STRUCTURE-FROM-MOTION FOR CALIBRATION OF A VEHICLE CAMERA SYSTEM WITH NON-OVERLAPPING FIELDS-OF-VIEW IN AN URBAN ENVIRONMENT

A. Hanel and U. Stilla

Keywords: Vehicle cameras, camera calibration, structure from motion, bundle adjustment

Abstract. Vehicle environment cameras observing traffic participants in the area around a car and interior cameras observing the car driver are important data sources for driver intention recognition algorithms. To combine information from both camera groups, a camera system calibration can be performed. Typically, there is no overlapping field-of-view between environment and interior cameras. Often no marked reference points are available in environments, which are a large enough to cover a car for the system calibration. In this contribution, a calibration method for a vehicle camera system with non-overlapping camera groups in an urban environment is described.

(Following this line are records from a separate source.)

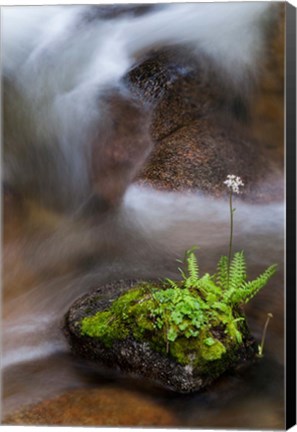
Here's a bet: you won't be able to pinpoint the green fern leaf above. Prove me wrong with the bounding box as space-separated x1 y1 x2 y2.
227 287 246 305
216 255 229 290
165 278 180 290
185 251 199 288
178 267 187 280
231 264 277 305
212 301 230 314
223 251 247 303
197 273 222 299
229 251 247 290
187 252 199 279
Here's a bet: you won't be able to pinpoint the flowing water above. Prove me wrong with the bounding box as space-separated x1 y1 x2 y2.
2 4 284 428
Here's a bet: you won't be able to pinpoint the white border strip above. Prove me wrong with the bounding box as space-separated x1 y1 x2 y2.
0 0 284 6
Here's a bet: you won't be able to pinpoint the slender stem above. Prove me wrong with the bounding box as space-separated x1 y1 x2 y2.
227 191 233 288
166 336 170 354
258 313 273 357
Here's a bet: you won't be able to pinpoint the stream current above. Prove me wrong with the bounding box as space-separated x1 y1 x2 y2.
2 4 284 428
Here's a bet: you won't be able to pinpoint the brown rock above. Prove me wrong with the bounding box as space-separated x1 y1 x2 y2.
3 387 176 426
63 280 257 394
125 9 284 203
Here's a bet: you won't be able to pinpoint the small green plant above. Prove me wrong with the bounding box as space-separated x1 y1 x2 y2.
80 174 277 366
150 248 276 348
167 249 276 306
152 287 207 343
150 175 277 352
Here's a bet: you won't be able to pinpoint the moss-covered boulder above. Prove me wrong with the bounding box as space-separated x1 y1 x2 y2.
64 280 257 393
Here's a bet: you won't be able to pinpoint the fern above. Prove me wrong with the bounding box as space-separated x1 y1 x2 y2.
196 273 222 302
236 264 277 304
216 256 229 289
165 278 180 290
151 247 277 349
179 248 276 307
178 267 187 280
185 251 199 288
223 251 247 303
229 251 247 290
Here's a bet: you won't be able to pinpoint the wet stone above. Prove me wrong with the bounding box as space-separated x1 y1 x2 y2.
63 280 257 393
3 387 176 427
125 47 284 203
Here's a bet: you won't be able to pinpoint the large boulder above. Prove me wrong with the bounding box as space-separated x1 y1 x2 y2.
124 19 284 202
64 280 256 393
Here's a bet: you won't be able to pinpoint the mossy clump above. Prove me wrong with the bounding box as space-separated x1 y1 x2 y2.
80 248 276 372
81 282 244 372
81 283 155 347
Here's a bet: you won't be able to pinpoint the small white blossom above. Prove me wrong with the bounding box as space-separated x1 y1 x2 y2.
224 174 244 194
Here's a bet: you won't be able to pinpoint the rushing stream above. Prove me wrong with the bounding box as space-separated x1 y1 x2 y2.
2 3 284 428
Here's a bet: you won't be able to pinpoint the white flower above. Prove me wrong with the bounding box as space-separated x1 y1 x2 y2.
224 174 244 194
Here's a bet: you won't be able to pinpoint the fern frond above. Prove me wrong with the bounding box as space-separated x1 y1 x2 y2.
165 278 180 290
226 287 246 305
216 255 229 290
185 251 199 288
196 273 222 302
231 264 277 305
187 252 199 280
211 301 231 314
228 251 247 290
178 267 187 280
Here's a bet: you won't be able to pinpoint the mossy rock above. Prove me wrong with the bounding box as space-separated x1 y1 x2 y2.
64 280 257 393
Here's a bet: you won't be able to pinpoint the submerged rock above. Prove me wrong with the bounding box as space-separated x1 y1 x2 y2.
64 280 257 393
4 387 176 426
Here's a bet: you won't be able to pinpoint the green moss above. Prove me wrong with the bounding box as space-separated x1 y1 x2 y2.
200 338 226 361
80 281 247 369
169 336 201 365
80 283 156 347
81 310 129 347
168 328 229 367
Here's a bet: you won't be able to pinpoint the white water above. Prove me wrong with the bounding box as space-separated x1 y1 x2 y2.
3 3 274 209
2 3 284 418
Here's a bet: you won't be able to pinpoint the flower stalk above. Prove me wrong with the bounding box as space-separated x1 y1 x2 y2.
223 175 244 287
227 191 234 288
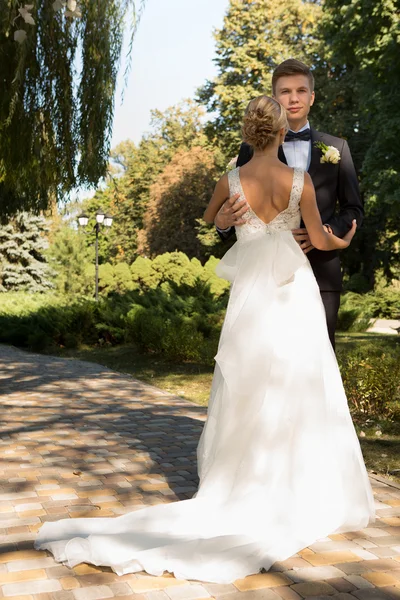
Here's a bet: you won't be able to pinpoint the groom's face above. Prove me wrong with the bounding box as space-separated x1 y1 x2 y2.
273 75 315 129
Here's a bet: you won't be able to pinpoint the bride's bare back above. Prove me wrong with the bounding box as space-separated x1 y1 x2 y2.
238 160 295 225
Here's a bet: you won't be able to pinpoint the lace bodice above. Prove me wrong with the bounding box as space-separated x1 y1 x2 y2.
228 167 304 242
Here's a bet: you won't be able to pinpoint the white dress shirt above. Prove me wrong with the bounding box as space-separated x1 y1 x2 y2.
282 121 311 171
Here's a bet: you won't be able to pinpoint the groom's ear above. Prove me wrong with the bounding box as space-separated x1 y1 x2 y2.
310 91 316 106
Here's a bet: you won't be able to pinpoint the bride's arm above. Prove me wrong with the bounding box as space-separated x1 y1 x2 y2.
300 172 357 251
204 175 232 224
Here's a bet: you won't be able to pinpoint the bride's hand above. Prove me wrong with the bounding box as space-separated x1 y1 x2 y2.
341 220 357 248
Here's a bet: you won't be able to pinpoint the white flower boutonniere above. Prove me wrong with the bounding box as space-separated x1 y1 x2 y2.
314 142 341 164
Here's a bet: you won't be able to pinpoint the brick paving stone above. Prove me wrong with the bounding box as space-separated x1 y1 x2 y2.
0 570 47 585
354 540 379 550
108 582 133 596
271 559 313 572
357 560 400 572
203 585 237 597
72 585 114 599
352 589 394 599
52 593 77 600
146 592 171 600
373 539 400 548
308 595 355 600
272 588 302 600
234 574 293 591
359 530 392 539
128 578 187 593
372 548 400 559
75 572 121 586
336 564 370 576
60 577 80 590
284 567 347 583
309 542 360 553
344 575 375 590
212 592 281 600
109 597 143 600
289 581 337 596
384 588 400 600
7 558 56 572
2 578 62 596
362 573 400 587
352 550 381 561
165 584 211 600
299 552 361 567
326 577 357 593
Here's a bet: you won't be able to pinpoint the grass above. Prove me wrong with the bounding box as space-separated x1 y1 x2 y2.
54 343 214 405
48 331 400 484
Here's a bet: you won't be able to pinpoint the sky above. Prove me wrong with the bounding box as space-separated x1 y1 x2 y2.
111 0 230 149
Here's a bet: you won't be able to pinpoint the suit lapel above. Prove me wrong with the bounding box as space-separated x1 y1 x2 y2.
308 128 323 178
278 145 288 165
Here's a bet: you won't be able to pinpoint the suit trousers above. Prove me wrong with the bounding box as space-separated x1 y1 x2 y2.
320 291 341 350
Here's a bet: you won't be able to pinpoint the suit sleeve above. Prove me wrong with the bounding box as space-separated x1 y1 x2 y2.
236 142 254 167
216 226 235 242
327 140 364 238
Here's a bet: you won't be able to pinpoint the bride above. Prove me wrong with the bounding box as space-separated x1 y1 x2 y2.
35 95 375 584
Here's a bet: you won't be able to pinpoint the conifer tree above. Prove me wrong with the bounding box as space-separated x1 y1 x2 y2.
0 212 54 292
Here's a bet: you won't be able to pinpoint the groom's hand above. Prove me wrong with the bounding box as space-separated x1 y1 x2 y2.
214 194 248 230
292 228 314 254
292 226 332 254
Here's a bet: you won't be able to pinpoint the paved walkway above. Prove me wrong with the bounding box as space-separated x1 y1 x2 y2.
1 344 400 600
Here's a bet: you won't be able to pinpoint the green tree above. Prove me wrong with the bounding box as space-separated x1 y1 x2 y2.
80 100 211 264
313 0 400 287
0 212 54 292
47 224 93 296
0 0 144 216
198 0 322 157
138 146 224 260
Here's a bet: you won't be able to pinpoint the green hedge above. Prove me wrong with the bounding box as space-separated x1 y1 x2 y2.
337 344 400 420
0 252 229 365
338 288 400 332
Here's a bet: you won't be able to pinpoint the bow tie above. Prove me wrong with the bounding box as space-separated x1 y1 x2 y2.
284 128 311 142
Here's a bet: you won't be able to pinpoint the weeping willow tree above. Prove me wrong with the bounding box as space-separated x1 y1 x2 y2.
0 0 144 217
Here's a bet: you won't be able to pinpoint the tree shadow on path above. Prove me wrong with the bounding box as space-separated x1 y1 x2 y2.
0 344 208 535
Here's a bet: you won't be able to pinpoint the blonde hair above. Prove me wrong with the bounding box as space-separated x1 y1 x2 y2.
242 95 288 150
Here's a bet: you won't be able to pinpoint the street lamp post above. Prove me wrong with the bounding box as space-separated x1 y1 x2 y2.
78 209 113 301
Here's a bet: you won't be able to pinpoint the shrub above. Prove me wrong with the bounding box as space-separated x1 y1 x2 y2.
337 347 400 420
338 287 400 332
0 254 227 364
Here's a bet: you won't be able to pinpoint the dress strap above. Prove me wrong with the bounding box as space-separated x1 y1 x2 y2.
228 168 244 202
288 168 305 209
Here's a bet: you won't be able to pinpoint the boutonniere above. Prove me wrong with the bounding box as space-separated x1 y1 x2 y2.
314 142 341 164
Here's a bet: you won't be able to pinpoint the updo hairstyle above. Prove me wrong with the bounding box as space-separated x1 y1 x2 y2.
242 95 288 151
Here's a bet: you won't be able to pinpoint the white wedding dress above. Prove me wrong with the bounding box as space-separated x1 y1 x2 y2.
35 167 375 583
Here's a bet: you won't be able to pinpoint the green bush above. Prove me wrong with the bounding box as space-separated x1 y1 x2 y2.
0 253 228 363
337 346 400 420
338 287 400 332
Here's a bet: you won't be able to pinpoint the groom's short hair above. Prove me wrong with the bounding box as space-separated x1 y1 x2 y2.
272 59 315 94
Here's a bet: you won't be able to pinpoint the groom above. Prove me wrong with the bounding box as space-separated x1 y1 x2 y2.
215 59 364 349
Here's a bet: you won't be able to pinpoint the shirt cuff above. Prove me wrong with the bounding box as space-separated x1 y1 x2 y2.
216 226 232 233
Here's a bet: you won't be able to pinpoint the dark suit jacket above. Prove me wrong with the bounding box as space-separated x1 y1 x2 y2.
219 128 363 291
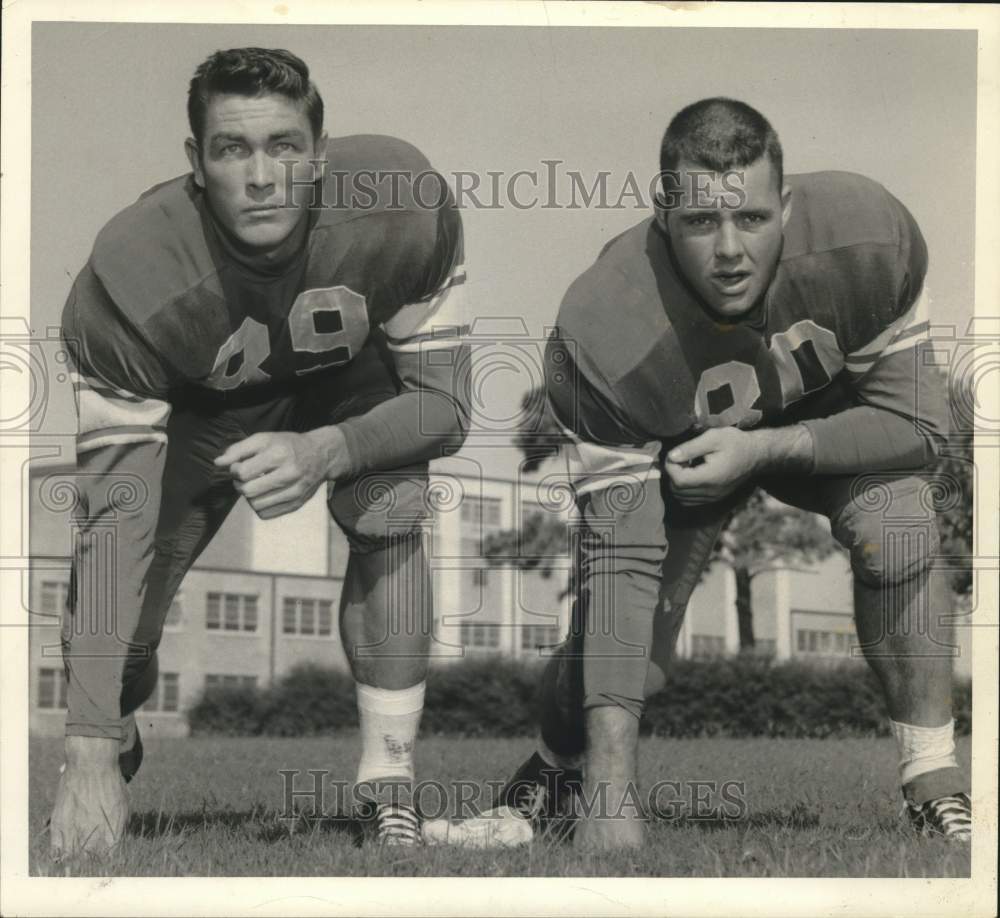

A-priori images of an urban calibration environment taken with an external camera are processed with the structure-frommotion method to obtain an environment point cloud. Images of the vehicle interior, taken also with an external camera, are processed to obtain an interior point cloud. Both point clouds are tied to each other with images of both image sets showing the same real-world objects. The point clouds are transformed into a self-defined vehicle coordinate system describing the vehicle movement. On demand, videos can be recorded with the vehicle cameras in a calibration drive. Poses of vehicle environment cameras and interior cameras are estimated separately using ground control points from the respective point cloud. All poses of a vehicle camera estimated for different video frames are optimized in a bundle adjustment. In an experiment, a point cloud is created from images of an underground car park, as well as a point cloud of the interior of a Volkswagen test car is created. Videos of two environment and one interior cameras are recorded. Results show, that the vehicle camera poses are estimated successfully especially when the car is not moving. Position standard deviations in the centimeter range can be achieved for all vehicle cameras. Relative distances between the vehicle cameras deviate between one and ten centimeters from tachymeter reference measurements.